Taxation

Principal taxes levied in India are Direct taxes ( Income tax and Gift tax), Indirect taxes (Customs and Excise duty, Sales tax, Stamp tax, etc.) and taxes on property ( Wealth tax and Municipal tax).

Direct Taxes

The income tax system in India is unitary. Income from all sources less allowed deductions/ expenses is aggregated and subjected to tax. The tax rate varies from year to year.

India follows the classical system of taxation, by which income of companies is taxed and such income when distributed as dividend is again taxed in the hands of the recipient.

Tax treatment for companies would depend upon the kind of the company. While an Indian company is taxed on its world wide income, a foreign company is taxed on income earned in India or income that arises or is deemed to arise in India. Royalty, interest, dividend from Indian companies and fees for technical services are all treated as income arising in India.

Income of a company from profits and gains from business operations, capital gains due to sale of capital assets and income from other sources attract income tax. All business expenses are deductible if they are incurred wholly and exclusively for the purpose of the business. The income tax law provides for specific categories of expenses and also allows discretion to the concerned authority to allow expenses which are not specifically indicated.
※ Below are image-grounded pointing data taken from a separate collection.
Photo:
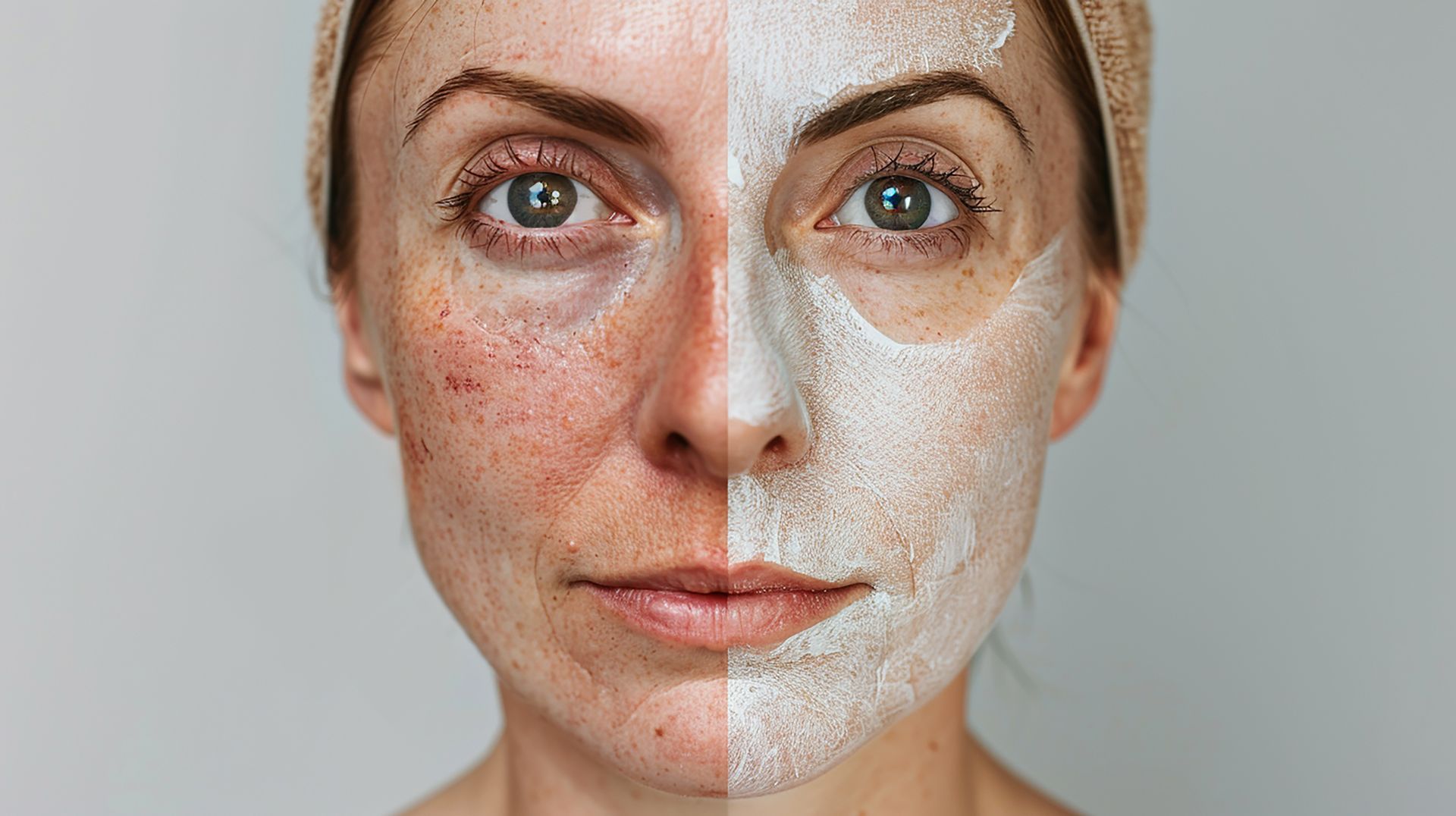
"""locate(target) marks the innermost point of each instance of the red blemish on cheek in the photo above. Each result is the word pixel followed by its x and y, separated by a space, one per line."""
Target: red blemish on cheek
pixel 459 384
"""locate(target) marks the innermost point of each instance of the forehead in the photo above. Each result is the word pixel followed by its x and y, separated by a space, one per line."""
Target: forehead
pixel 655 57
pixel 783 72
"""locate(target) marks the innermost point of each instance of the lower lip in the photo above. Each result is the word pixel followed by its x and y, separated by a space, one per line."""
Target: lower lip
pixel 718 620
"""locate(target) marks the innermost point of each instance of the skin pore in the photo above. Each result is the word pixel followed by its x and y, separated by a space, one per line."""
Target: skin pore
pixel 565 404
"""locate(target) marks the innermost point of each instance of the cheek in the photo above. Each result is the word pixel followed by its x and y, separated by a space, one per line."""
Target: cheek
pixel 498 428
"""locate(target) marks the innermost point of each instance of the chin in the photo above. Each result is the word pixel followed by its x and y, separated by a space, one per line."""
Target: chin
pixel 676 741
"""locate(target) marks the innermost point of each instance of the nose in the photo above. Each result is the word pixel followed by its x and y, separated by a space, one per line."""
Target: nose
pixel 683 422
pixel 767 422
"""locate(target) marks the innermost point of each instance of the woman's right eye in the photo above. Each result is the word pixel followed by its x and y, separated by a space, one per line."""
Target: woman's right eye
pixel 544 202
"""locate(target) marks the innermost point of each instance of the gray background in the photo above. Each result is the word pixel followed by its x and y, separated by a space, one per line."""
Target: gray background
pixel 209 602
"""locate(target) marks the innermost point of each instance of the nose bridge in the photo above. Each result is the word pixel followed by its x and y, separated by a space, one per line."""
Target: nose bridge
pixel 767 422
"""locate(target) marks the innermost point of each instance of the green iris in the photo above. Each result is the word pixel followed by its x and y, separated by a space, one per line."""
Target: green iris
pixel 542 200
pixel 897 203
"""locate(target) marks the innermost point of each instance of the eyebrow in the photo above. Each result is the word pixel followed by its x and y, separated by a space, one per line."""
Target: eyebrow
pixel 574 107
pixel 910 93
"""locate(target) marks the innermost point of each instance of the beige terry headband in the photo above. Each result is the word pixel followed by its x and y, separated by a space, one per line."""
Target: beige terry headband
pixel 1114 33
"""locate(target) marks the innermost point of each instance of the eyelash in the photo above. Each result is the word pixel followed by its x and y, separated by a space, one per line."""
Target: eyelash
pixel 965 187
pixel 928 242
pixel 498 167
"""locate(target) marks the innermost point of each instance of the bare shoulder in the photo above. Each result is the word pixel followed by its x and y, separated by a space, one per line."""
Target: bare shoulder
pixel 999 790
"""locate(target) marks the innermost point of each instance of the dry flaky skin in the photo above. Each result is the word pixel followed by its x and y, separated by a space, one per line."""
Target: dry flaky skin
pixel 922 482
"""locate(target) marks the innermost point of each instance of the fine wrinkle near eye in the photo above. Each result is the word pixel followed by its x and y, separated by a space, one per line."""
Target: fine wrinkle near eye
pixel 896 203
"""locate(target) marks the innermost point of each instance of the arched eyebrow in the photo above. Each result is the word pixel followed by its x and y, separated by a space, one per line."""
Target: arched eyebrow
pixel 910 93
pixel 573 107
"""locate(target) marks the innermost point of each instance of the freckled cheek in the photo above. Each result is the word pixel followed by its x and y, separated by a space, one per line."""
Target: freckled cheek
pixel 497 423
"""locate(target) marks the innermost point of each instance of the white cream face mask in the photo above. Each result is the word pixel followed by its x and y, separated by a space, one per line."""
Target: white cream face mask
pixel 925 461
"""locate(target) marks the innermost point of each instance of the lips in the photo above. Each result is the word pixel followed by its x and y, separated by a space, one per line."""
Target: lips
pixel 745 605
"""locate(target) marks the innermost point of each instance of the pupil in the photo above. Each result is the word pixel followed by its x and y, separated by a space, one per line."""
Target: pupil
pixel 541 200
pixel 897 203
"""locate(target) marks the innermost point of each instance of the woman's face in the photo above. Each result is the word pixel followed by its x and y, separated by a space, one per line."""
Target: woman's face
pixel 723 471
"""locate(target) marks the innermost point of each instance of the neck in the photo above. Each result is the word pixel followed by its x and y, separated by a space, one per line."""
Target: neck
pixel 922 764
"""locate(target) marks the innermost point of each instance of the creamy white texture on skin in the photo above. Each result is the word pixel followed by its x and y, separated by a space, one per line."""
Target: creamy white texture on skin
pixel 924 465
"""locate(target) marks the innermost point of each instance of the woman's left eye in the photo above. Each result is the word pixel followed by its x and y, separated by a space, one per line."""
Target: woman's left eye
pixel 542 202
pixel 896 203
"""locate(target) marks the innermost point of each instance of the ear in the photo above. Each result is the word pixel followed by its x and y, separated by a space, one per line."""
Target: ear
pixel 362 371
pixel 1087 356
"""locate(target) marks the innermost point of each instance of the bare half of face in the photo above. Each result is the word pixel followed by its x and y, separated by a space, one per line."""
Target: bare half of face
pixel 724 472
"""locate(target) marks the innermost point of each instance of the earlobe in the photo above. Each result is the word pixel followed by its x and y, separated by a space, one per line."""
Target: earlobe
pixel 362 372
pixel 1087 356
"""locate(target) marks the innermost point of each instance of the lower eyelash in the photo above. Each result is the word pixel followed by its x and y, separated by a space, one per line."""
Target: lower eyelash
pixel 928 243
pixel 481 234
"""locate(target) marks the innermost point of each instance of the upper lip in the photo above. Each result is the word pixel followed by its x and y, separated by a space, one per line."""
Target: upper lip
pixel 734 579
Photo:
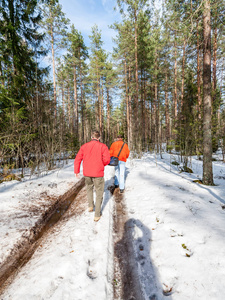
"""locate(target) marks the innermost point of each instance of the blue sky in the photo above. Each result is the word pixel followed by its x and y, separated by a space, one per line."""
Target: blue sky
pixel 84 14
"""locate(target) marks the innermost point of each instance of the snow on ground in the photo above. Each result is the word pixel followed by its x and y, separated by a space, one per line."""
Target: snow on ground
pixel 178 230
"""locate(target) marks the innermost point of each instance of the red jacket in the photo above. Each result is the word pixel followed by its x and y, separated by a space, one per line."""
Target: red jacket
pixel 95 156
pixel 115 149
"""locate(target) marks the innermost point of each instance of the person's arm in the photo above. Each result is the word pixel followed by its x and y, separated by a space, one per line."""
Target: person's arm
pixel 127 151
pixel 111 150
pixel 77 162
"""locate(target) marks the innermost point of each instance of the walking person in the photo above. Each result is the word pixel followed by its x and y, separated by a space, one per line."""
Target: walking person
pixel 124 154
pixel 95 156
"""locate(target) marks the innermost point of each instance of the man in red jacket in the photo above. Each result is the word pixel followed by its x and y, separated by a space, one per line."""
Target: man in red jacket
pixel 95 156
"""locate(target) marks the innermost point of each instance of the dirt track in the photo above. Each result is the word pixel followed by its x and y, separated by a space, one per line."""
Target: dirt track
pixel 126 279
pixel 24 249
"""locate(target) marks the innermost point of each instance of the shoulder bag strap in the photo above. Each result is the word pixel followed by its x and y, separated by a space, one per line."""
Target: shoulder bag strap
pixel 121 149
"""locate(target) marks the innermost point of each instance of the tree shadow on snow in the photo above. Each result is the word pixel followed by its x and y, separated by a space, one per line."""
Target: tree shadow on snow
pixel 138 274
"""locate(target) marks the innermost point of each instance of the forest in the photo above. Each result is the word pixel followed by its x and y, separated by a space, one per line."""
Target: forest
pixel 166 73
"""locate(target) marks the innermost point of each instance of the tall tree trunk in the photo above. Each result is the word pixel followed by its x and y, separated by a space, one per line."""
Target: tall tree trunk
pixel 127 103
pixel 136 80
pixel 69 107
pixel 214 63
pixel 167 110
pixel 131 145
pixel 207 98
pixel 82 106
pixel 198 76
pixel 108 117
pixel 183 69
pixel 175 82
pixel 75 102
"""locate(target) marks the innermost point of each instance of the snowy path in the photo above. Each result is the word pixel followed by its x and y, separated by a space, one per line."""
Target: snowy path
pixel 178 233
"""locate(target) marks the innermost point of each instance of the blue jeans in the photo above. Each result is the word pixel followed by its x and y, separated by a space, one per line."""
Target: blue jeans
pixel 120 175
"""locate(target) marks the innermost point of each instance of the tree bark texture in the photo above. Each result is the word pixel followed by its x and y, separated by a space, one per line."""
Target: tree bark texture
pixel 207 98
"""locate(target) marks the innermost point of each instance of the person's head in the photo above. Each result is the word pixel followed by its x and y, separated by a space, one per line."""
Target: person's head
pixel 119 137
pixel 95 135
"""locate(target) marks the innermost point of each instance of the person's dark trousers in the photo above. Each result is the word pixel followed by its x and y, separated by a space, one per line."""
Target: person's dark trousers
pixel 99 184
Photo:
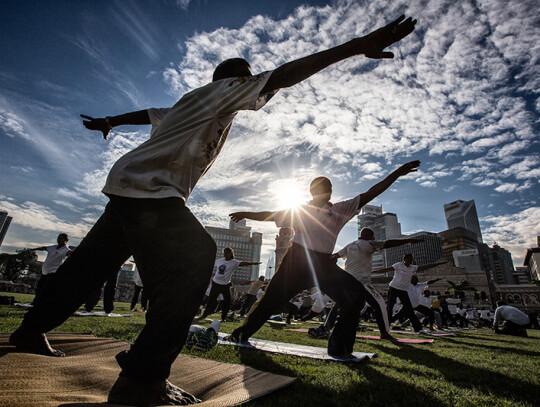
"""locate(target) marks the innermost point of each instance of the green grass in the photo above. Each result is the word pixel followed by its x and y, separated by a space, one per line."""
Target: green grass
pixel 476 368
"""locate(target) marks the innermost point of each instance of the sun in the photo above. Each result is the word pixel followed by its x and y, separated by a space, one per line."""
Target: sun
pixel 289 193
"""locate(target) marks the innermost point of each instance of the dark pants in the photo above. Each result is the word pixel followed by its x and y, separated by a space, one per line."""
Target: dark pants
pixel 428 312
pixel 301 269
pixel 144 298
pixel 215 290
pixel 248 302
pixel 175 257
pixel 108 295
pixel 406 309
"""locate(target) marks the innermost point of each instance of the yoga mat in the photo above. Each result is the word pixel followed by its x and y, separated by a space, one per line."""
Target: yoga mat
pixel 84 377
pixel 100 314
pixel 294 349
pixel 415 333
pixel 403 340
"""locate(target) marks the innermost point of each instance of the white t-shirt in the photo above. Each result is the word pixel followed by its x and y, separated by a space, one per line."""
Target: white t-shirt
pixel 402 276
pixel 224 271
pixel 187 140
pixel 317 228
pixel 359 256
pixel 55 258
pixel 415 292
pixel 452 305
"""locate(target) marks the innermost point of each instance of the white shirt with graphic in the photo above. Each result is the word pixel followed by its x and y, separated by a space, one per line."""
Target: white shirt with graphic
pixel 224 271
pixel 185 140
pixel 317 228
pixel 55 258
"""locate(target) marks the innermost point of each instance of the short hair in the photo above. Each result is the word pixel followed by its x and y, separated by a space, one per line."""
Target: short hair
pixel 227 68
pixel 228 249
pixel 366 231
pixel 319 185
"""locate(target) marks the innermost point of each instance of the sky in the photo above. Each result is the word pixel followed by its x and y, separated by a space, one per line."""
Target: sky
pixel 461 95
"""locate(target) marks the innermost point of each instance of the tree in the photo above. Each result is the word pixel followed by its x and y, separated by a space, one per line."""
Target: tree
pixel 11 265
pixel 460 287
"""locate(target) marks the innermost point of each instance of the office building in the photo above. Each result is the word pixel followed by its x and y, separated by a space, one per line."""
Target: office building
pixel 463 214
pixel 245 244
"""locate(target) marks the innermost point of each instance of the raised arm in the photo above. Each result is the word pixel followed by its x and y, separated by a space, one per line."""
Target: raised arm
pixel 106 124
pixel 399 242
pixel 371 46
pixel 428 266
pixel 382 186
pixel 265 216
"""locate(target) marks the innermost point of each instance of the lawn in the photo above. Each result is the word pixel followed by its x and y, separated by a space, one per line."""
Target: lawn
pixel 476 368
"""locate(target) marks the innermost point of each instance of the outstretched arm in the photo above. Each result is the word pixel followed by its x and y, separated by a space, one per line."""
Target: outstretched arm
pixel 382 186
pixel 371 46
pixel 105 125
pixel 399 242
pixel 260 216
pixel 428 266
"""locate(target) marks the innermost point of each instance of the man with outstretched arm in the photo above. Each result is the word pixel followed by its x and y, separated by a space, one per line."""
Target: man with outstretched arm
pixel 148 189
pixel 308 263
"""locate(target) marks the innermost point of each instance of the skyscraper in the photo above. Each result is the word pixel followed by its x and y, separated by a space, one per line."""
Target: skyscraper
pixel 463 214
pixel 5 221
pixel 246 246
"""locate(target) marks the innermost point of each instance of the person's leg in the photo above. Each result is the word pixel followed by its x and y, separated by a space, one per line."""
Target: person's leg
pixel 109 293
pixel 212 300
pixel 226 303
pixel 92 300
pixel 135 298
pixel 175 256
pixel 290 278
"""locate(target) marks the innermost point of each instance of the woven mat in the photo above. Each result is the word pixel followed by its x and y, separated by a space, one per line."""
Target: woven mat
pixel 85 376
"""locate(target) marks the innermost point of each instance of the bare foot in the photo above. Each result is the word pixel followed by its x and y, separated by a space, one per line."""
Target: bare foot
pixel 33 342
pixel 144 393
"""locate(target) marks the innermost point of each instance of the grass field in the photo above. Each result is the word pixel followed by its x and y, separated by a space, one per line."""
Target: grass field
pixel 476 368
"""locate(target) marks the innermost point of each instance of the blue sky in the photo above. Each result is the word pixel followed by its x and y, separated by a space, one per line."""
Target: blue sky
pixel 461 95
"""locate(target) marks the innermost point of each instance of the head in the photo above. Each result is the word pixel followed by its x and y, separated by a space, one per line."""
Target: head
pixel 321 189
pixel 408 259
pixel 232 68
pixel 228 253
pixel 367 234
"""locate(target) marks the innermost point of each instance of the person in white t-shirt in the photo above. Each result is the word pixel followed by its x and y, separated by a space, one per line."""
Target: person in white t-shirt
pixel 308 261
pixel 221 282
pixel 358 263
pixel 56 254
pixel 399 286
pixel 147 217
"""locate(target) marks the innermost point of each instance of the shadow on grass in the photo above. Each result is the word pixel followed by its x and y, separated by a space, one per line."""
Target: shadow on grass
pixel 468 376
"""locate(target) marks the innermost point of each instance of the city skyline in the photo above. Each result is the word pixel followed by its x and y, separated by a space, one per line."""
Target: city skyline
pixel 461 95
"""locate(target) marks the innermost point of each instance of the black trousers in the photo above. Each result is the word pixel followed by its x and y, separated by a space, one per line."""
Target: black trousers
pixel 144 297
pixel 300 269
pixel 215 290
pixel 175 257
pixel 406 309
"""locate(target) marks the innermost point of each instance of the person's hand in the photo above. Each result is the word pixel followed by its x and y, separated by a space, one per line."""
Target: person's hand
pixel 373 44
pixel 96 124
pixel 408 168
pixel 237 216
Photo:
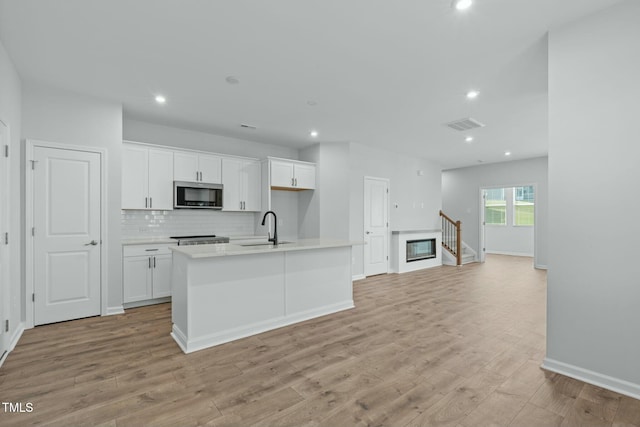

Individuals are taxed on income derived from salaries, house property, professional income, capital gains and other income. The tax law does not allow deduction of any expenses incurred by an individual except expenses incurred for business or profession and incurred in acquiring capital assets.

India has signed tax treaties with over forty countries, most of which are based on the Organisation of Economic Cooperation and Development (OECD) model. These treaties provide for favourable treatment of computing taxable business profits. Specifically, income like dividends, interest, royalty and fees for technical services are taxed at lower rates than those applicable under the domestic law.

Indirect Taxes

Excise duty is payable on manufactured products. The duty rate is commodity dependent and varies from year to year. The rates are ad valorem, specific or a combination of both.

Sales tax is imposed on sales of goods. The incidence of tax is primarily on the seller who may or may not shift the burden on the purchaser. Each province has its own sales tax administration and the tax charged is commodity dependent and varies from year to year. Under certain conditions a Central Sales tax is also levied.

Stamp tax is levied on transfer of movable/ immovable properties and is normally paid by the purchaser. Certain documents like bills of exchange, insurance policy, etc. also attract stamp tax.